Performing vector operations on a specific range of a CuArray

Hello everyone! I’m taking my first steps with Julia and programming GPUs, also this is my first post here. So please forgive me if the question is too banal or has been answered before :slight_smile: I could not find anything useful in my brief research.

I’ve got a CPU function which essentially performs a simple vector operation on an array.

function cpuf!(
    signal1::Array,
    signal2::Array,
    start_sample::Integer,
    num_samples_left::Integer
)
    for i = start_sample:num_samples_left + start_sample - 1
        signal1[i] = signal1[i] * signal2[i]
    end
end

It does it in any possible range of an array determined by the arguments start_sample and num_samples_left.

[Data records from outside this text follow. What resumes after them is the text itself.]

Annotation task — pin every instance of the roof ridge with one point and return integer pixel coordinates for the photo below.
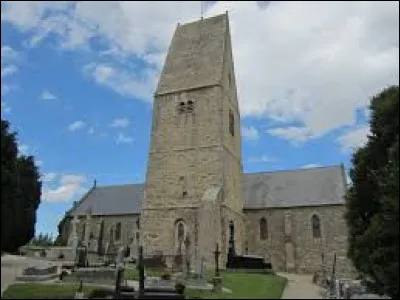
(203, 19)
(119, 185)
(295, 170)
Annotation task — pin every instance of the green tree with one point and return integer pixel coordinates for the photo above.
(42, 240)
(20, 193)
(373, 198)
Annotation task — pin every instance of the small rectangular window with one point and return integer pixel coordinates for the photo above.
(231, 123)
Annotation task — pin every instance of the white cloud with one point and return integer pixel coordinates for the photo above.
(310, 166)
(68, 187)
(8, 70)
(8, 58)
(261, 159)
(292, 133)
(250, 133)
(123, 81)
(120, 123)
(7, 88)
(5, 108)
(123, 139)
(48, 177)
(8, 53)
(354, 138)
(77, 125)
(47, 95)
(298, 62)
(23, 149)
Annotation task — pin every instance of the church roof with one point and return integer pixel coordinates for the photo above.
(195, 56)
(292, 188)
(111, 200)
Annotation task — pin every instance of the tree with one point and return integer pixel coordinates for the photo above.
(373, 198)
(42, 240)
(20, 193)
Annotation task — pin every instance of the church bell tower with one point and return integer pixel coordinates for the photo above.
(194, 175)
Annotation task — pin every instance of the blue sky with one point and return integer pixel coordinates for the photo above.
(77, 84)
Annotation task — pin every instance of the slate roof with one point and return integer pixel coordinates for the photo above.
(302, 187)
(292, 188)
(195, 56)
(111, 200)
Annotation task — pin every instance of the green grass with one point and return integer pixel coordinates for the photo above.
(44, 291)
(245, 286)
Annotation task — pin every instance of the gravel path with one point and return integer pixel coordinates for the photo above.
(300, 287)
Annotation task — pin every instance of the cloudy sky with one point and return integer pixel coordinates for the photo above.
(77, 80)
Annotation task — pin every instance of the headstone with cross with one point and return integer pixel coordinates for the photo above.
(217, 280)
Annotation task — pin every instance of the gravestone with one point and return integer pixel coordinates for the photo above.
(39, 274)
(81, 255)
(120, 256)
(73, 238)
(217, 280)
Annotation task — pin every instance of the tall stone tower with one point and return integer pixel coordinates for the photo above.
(194, 176)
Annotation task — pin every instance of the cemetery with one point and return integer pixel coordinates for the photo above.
(114, 277)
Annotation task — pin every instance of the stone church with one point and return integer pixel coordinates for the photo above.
(195, 186)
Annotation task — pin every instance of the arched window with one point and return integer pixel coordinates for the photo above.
(118, 229)
(181, 232)
(190, 106)
(138, 223)
(316, 226)
(263, 229)
(181, 107)
(231, 123)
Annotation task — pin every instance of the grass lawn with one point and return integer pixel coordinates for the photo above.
(44, 291)
(245, 286)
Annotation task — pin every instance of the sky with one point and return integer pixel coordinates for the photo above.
(77, 84)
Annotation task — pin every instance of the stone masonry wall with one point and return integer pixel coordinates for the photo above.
(128, 228)
(308, 250)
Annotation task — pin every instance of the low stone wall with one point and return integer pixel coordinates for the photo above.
(50, 253)
(39, 274)
(92, 275)
(61, 253)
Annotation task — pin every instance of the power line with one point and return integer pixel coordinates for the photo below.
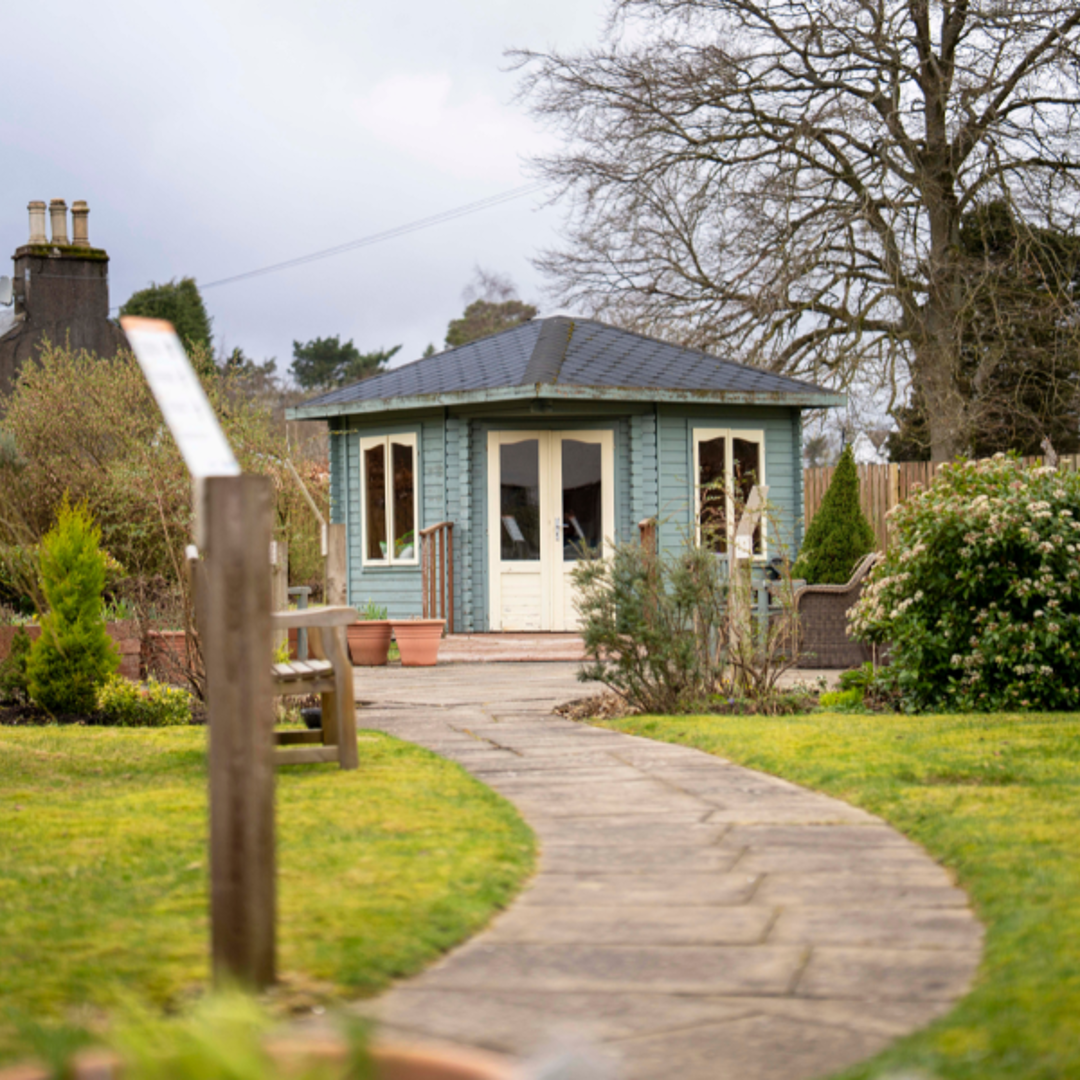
(376, 238)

So the naive solution below would probably induce scalar operations on a CuArray and slow the process down, right?

function gpuf!(
    signal1::CuArray,
    signal2::CuArray,
    start_sample::Integer,
    num_samples_left::Integer
)
    for i = start_sample:num_samples_left + start_sample - 1
        signal1[i] = signal1[i] * signal2[i]
    end
end

If so how do I get to this code with maximum performance?

function gpuf!(
    signal1::CuArray,
    signal2::CuArray,
    start_sample::Integer,
    num_samples_left::Integer
)
    signal1 = signal1 .* signal2 
    #where signal1 and signal2 are in the range [start_sample:num_samples_left + start_sample - 1]
end

Do I need to do the splitting on the CPU then upload it onto the GPU?

Broadcasting should give you good performance, you can use views to limit the scope. If you need more control, you can write a kernel function that performs a single iteration, and launch that in parallel.